Monday 27 December 2010

Please explain the themes of the poem "Daffodils" by Ted Hughes.

I am afraid
that I can only answer one of your questions: the others must be listed as separate postings.
This answer will address what the poem theme.

The constant theme of the
fleetingness of life is central to the poem. The daffodils the speaker and his lost
"spouse" (we never know if the narrator is the husband or the wife) at one time used
to cut and sell are symbolic of the speed with which life passes, as daffodils too last only a
short time themselves, when cut.

The speaker talks about memories: those that
remain and those forgotten by some. The abundance of the flowers might suggest that the
daffodils became common place to the subject (he or she who died) of the
poem and the speaker, until the flowers no longer seemed as spectacular as they once had, not
only in terms of beauty, but also in terms of the importance they represented to their lives in
making money. The person recalling the daffodils and their lives while harvesting the flowers
(husband, wife and child) notes that the dead person's daughter does not remember the deceased
parent or the picking of the flowers. This had not always been the case. At
one time, they were perceived as a true blessing:

They
simply came, 
And they kept on coming. 
As if not from the sod but falling
from heaven.

The speaker notes that this was a time in
their lives where they knew they would never diebut would learn much too soon that this is not
the case.

We knew we'd live forever. We had not
learned 
What a fleeting glance of the everlasting 
Daffodils are. Never
identified 
The nuptial flight of the rarest epherma- 
Our own
days! 
We thought they were a windfall. 
Never guessed they were a last
blessing.

We get the sense from the speaker, also, the
he/she feels that they were foolish to sell the flowers that seemed endless to them, as if the
daffodils represented their days on earth together: that they did not pay close enough attention
to their time together, taking it for granted as they did the flowers as well.


And we sold them. 
It sounds like sacrilege, but we sold
them. 
Were we so poor?...We sold them, to wither.

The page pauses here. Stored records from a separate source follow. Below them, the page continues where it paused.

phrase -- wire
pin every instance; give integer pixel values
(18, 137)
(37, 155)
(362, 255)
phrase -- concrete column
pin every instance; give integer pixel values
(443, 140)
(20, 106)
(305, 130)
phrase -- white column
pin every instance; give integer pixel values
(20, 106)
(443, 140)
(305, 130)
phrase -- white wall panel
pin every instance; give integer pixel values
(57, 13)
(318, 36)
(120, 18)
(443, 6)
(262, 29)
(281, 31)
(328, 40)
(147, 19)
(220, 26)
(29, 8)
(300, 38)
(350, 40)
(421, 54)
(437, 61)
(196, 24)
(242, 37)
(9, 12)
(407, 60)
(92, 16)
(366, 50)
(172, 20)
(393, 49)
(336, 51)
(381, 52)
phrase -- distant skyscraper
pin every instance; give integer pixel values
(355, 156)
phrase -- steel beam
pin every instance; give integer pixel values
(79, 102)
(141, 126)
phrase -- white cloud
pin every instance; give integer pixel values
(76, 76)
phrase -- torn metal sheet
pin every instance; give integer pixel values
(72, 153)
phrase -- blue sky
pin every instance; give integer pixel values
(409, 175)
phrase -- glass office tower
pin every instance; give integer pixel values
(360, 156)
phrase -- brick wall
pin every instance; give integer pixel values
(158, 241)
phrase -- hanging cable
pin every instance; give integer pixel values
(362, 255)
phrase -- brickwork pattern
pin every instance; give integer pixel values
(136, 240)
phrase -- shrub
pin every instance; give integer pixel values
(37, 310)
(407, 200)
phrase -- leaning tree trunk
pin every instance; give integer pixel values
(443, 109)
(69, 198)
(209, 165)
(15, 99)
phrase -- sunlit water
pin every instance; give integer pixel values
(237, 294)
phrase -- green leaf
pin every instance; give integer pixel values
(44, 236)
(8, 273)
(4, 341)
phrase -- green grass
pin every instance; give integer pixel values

The speaker describes the "wedding-present" scissors that they had used to
cut the flowers, recalling also how they had lost them. The scissors may be symbolic of the loss
of the marriage to death.

And as the poem comes to a close, the speaker
refers to the scissors once again, that lie hidden somewhere, hidden by the daffodils, like a
grave stone, marking the place where they once worked together.


But somewhere your scissors remember. Wherever they are. 
Here somewhere,
blades wide open, 
April by April 
Sinking deeper 
Through the sodan
anchor, a cross of rust.

The scissors
"remember," as the speaker assures us, he does also.